Underwriters Laboratories launches cybersecurity program

May 18, 2016
Program offers testable cybersecurity criteria for network-connectable products and systems

Underwriters Laboratories announced on April 5 the launch of its new Cybersecurity Assurance Program (UL CAP), which uses its new UL 2900 standards. The program offers testable cybersecurity criteria for network-connectable products and systems to assess software vulnerabilities and weaknesses, minimize exploitation, address known malware, review security controls and increase security awareness.

UL CAP is for vendors looking for support in assessing security risks, so they can focus on product innovations to build safer, more secure products. It's also for purchasers of products, who want to mitigate risks by sourcing products validated by a third party.

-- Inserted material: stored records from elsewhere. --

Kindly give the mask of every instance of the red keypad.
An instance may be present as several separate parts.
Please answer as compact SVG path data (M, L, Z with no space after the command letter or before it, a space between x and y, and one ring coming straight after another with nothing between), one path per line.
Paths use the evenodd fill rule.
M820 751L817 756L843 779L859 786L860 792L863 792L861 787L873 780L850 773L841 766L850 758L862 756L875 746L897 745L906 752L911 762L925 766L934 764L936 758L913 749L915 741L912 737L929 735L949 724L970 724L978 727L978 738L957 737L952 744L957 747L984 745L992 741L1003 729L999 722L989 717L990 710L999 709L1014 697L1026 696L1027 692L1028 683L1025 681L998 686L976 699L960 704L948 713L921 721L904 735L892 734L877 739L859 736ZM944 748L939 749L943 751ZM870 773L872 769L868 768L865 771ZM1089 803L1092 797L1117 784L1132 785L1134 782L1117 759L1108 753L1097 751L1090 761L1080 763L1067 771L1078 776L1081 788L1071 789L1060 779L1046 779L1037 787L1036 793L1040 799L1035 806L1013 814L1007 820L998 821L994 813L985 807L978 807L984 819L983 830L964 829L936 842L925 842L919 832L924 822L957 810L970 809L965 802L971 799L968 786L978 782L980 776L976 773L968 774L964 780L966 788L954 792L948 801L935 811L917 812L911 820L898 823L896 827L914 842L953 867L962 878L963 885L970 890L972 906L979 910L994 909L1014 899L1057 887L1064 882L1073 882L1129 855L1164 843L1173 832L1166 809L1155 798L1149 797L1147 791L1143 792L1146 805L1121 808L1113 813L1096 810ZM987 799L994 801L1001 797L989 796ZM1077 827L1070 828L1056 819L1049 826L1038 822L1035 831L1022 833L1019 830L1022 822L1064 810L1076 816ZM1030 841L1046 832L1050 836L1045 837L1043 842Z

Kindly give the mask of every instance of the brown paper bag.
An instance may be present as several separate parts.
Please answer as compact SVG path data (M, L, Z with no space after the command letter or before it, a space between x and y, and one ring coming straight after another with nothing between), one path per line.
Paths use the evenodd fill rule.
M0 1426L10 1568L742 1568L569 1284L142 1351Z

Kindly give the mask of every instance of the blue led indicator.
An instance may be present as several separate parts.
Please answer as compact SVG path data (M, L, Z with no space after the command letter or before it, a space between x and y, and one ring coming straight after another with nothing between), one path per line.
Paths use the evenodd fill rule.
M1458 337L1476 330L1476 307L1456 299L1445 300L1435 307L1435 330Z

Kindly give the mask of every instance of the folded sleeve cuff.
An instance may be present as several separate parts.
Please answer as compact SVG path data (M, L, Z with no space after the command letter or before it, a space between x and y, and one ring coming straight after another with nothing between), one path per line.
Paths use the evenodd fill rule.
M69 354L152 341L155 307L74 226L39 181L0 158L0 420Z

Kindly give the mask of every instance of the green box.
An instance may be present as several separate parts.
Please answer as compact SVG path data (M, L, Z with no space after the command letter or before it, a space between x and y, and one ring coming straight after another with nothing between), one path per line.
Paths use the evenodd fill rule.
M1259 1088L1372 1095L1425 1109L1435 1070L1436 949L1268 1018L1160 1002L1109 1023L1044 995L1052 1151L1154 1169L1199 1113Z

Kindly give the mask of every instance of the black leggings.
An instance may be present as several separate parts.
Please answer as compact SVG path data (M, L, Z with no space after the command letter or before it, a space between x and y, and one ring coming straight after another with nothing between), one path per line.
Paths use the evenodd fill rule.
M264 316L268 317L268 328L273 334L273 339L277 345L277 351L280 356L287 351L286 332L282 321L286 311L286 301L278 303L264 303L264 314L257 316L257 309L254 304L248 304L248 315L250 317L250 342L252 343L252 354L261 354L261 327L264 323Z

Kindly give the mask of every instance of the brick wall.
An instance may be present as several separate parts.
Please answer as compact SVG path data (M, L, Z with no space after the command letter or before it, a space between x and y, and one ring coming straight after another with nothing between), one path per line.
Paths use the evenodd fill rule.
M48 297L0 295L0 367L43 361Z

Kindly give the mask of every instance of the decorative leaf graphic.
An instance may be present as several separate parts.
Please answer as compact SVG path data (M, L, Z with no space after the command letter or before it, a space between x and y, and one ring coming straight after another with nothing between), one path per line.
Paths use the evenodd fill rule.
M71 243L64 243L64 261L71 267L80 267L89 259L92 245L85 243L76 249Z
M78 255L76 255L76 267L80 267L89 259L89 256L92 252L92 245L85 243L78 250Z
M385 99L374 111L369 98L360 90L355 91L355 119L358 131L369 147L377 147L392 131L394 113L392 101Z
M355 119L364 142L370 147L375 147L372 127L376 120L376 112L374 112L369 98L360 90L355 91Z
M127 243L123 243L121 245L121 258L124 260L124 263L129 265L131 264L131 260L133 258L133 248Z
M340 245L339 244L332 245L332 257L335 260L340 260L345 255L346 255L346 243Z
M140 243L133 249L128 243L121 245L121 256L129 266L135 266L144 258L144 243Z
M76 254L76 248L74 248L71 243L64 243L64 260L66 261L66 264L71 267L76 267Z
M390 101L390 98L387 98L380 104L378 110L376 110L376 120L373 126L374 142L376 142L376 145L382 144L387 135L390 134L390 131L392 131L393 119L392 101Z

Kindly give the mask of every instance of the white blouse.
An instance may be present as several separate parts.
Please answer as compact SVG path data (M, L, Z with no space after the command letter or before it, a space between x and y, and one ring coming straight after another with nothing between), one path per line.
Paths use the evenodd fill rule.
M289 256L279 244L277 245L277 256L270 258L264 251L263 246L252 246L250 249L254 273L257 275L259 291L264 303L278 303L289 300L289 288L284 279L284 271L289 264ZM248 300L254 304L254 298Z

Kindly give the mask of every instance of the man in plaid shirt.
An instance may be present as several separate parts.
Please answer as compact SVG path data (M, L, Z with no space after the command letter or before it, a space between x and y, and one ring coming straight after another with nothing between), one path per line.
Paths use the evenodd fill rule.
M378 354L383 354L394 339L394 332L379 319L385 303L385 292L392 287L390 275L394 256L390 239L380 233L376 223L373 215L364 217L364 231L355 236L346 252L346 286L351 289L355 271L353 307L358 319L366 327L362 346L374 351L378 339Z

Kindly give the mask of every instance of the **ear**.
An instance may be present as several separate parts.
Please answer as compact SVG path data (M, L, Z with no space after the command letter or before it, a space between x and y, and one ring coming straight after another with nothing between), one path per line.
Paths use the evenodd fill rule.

Asset owners of critical infrastructures see the benefits of UL CAP as way to evaluate the security of their supply chain. “The availability and integrity of critical infrastructure is crucial to the safety and well-being of society," adds Terrell Garren, CSO of Duke Energy. "A comprehensive program that measures critical systems against a common set of reliable security criteria is helpful.”

Meeting the requirements outlined in the UL 2900 series of standards allows a product or system to be certified by UL as “UL 2900 compliant.” Also, since security threats and solutions are dynamic, UL 2900 can support evaluation of a vendor’s processes for design, development and maintenance of secure products and systems. Building on the successful framework of the UL CAP pilot where initial vendors benefited from this innovative program, UL CAP can help vendors identify security risks in their products and systems and suggests methods for mitigating those risks in a wide range of industry functions, including: industrial control systems, medical devices, automotive, HVAC, lighting, smart home, appliances, alarm systems, fire systems, building automation, smart meters, network equipment, and consumer electronics.


“We’re aiming to support and underpin the innovative, rapidly iterating technologies that make up the Internet of Things (IoT) with a security program,” says Rachna Stegall, director of connected technologies at UL. “The more devices become interconnected, the greater the potential security risks to products and services across all sectors. UP CAP's purpose is to help manufacturers, purchasers and end-users, both public and private, mitigate those risks via methodical risk assessments and evaluations.”

UL CAP was developed with input from major stakeholders representing the U.S. government, academia and industry to elevate the security measures deployed in the critical infrastructure supply chain. The White House recently released the Cybersecurity National Action Plan (CNAP), designed to enhance cybersecurity capabilities within the U.S. government and nationwide. UL’s CAP services and software security efforts were recognized by CNAP as a way to test and certify network-connectable devices within IoT supply chains and ecosystems, especially in critical infrastructures such as energy, utilities and healthcare.

UL's evaluation of security products and systems uses UL 2900, which outlines technical criteria for testing and evaluating the security of products and systems that are network-connectable. These standards form a baseline set of technical requirements to measure, and then elevate, the security posture of products and systems. UL 2900 is designed to evolve and incorporate additional technical criteria as the security needs in the marketplace mature.